Sales Tips: Are Your Sales Cycle Activities Planned or Random?

Posted by Jill Perez on Jun 10, 2015 8:00:00 AM

Sales Tips: Are Your Sales Cycle Activities Planned or Random?

By John Holland, Chief Content Officer, CustomerCentric Selling® - The Sales Training Company

chess-smallerMany sellers have a bad habit of taking their initial contact (often mid to low-level staff) and taking that person as far as they can in terms of trying to sell their offerings. If it will ultimately be a committee decision they make a mistake in not getting access and commitment from others to qualify the opportunity.

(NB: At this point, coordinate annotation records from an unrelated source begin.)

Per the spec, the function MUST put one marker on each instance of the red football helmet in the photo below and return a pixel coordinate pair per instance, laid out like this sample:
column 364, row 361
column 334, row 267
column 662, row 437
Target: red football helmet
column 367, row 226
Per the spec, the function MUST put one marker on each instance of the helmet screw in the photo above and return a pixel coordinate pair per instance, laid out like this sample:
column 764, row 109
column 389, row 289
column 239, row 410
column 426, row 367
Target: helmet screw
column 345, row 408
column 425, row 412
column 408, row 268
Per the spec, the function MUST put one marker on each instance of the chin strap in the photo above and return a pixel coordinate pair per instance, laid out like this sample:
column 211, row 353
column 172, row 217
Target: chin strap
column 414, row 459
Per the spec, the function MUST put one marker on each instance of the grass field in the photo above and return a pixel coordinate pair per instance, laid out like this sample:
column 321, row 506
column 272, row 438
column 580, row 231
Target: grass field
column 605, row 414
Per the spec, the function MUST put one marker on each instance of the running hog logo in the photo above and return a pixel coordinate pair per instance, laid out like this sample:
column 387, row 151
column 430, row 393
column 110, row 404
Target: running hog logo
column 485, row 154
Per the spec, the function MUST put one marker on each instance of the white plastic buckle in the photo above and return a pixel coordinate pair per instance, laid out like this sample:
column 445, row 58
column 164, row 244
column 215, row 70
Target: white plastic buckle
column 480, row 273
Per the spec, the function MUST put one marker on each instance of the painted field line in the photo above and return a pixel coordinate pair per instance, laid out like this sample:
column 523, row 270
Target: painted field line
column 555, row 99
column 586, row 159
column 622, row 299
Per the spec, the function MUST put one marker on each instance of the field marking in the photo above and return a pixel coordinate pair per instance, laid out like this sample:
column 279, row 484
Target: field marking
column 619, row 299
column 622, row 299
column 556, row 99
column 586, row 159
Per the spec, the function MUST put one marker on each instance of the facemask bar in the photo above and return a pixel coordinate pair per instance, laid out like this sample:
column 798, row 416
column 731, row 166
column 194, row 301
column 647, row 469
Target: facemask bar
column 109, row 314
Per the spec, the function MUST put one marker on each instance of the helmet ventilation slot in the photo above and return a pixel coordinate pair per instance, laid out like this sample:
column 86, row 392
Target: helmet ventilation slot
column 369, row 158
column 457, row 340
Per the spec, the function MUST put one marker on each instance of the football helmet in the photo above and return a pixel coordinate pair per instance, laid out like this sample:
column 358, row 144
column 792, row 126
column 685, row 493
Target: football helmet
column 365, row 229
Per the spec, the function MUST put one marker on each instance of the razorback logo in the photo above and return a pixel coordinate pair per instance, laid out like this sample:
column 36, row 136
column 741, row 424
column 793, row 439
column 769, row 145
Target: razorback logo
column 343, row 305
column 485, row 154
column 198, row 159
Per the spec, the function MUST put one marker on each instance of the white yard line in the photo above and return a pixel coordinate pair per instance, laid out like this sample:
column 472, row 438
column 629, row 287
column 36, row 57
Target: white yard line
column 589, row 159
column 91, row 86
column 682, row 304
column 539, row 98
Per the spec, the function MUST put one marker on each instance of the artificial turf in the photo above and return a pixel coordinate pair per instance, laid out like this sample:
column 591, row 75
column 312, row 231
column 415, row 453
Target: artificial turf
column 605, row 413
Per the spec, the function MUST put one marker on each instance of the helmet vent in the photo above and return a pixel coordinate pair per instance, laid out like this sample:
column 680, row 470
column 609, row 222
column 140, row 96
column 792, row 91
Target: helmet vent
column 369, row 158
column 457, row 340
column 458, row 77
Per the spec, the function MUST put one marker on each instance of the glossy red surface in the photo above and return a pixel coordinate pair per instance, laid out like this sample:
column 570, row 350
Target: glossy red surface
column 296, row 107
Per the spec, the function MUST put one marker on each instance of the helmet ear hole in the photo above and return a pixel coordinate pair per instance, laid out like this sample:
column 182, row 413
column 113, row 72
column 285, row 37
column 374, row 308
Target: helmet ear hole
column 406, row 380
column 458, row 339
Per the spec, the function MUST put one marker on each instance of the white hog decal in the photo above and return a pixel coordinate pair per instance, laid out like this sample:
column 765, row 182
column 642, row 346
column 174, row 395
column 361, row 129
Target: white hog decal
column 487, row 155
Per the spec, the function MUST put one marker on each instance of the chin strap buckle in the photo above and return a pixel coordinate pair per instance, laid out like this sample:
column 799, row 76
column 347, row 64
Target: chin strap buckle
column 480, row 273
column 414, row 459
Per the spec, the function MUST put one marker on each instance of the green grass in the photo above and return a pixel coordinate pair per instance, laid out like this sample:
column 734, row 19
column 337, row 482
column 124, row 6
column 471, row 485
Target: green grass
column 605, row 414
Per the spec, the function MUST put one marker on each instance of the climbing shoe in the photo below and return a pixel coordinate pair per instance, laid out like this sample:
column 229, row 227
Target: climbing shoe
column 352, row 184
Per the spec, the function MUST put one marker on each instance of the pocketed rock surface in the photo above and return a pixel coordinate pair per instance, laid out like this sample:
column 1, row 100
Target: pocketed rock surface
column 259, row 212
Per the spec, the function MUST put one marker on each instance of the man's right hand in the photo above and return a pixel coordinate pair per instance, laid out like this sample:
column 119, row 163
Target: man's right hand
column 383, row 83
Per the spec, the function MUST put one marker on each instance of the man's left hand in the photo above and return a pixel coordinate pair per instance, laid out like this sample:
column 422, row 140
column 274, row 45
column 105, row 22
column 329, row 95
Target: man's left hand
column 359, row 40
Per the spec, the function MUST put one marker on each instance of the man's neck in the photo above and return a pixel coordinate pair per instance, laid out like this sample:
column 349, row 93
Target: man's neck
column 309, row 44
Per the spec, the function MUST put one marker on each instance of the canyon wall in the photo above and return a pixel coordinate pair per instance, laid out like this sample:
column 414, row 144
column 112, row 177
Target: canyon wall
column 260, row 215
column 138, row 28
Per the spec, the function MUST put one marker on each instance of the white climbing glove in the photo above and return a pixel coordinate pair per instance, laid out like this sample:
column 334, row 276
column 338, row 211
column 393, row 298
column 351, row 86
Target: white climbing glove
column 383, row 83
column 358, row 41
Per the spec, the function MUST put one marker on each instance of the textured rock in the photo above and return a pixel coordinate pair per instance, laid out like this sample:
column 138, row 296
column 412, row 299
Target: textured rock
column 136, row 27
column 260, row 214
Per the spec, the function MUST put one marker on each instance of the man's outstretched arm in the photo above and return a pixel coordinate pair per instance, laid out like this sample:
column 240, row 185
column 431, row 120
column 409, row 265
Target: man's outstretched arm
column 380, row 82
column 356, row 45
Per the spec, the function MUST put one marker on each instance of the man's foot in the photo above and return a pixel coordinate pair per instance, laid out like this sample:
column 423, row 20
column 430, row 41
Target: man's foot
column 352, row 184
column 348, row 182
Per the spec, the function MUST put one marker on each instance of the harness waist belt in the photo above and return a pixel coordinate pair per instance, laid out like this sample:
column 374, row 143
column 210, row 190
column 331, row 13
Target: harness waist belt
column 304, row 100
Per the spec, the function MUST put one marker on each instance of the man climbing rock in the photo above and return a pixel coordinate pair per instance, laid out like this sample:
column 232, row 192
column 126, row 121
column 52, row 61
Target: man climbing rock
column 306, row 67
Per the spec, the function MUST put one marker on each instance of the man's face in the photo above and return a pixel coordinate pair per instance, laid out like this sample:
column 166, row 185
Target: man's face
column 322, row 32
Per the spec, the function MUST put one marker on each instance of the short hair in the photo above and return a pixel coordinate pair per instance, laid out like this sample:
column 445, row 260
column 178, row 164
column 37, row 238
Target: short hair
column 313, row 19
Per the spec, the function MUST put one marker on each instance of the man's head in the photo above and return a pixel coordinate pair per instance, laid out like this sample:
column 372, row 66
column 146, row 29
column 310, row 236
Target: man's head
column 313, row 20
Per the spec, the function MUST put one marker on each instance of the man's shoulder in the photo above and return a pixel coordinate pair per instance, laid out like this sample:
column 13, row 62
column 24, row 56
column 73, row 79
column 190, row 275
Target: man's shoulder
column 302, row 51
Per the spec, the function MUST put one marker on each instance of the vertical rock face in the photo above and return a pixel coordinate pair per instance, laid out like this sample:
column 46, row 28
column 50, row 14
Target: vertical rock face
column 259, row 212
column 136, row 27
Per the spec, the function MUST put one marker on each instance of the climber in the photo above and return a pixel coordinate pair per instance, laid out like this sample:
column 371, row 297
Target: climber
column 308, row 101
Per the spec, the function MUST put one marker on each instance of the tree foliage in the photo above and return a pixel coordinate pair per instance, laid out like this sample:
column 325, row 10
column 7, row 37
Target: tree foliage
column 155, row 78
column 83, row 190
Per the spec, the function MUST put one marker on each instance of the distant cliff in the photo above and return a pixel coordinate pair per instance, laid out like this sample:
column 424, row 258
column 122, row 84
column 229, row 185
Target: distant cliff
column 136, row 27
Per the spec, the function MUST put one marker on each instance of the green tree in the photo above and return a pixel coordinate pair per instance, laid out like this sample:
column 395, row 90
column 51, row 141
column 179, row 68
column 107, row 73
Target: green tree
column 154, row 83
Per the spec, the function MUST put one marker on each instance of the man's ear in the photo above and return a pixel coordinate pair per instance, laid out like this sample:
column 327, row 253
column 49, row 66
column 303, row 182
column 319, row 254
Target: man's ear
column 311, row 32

A large part of navigating through complex B2B opportunities is to have a plan. Within CCS® we show sellers that there are three (3) phases of buying cycles:

  1. Solution development entails getting buyers to share desired business outcomes, diagnosing why those outcomes can’t be achieved and then showing only the capabilities within an offering that can help them achieve the results they are looking for.
  2. Evaluation is the phase where buyers (often mid-level staff) take a detailed look at offerings. Vendors will be compared, implementation issues will be considered, cost vs. benefit can be determined, vendor support and viability are researched, etc.
  3. Commitment is the final phase and usually only one (1) vendor is taken into Phase 3. Prior to choosing a vendor, committee members go through risk in determining if the desired results have a high probability of being achieved. If so, the final hurdle is price and most buyers will negotiate to get what they feel is the best possible deal.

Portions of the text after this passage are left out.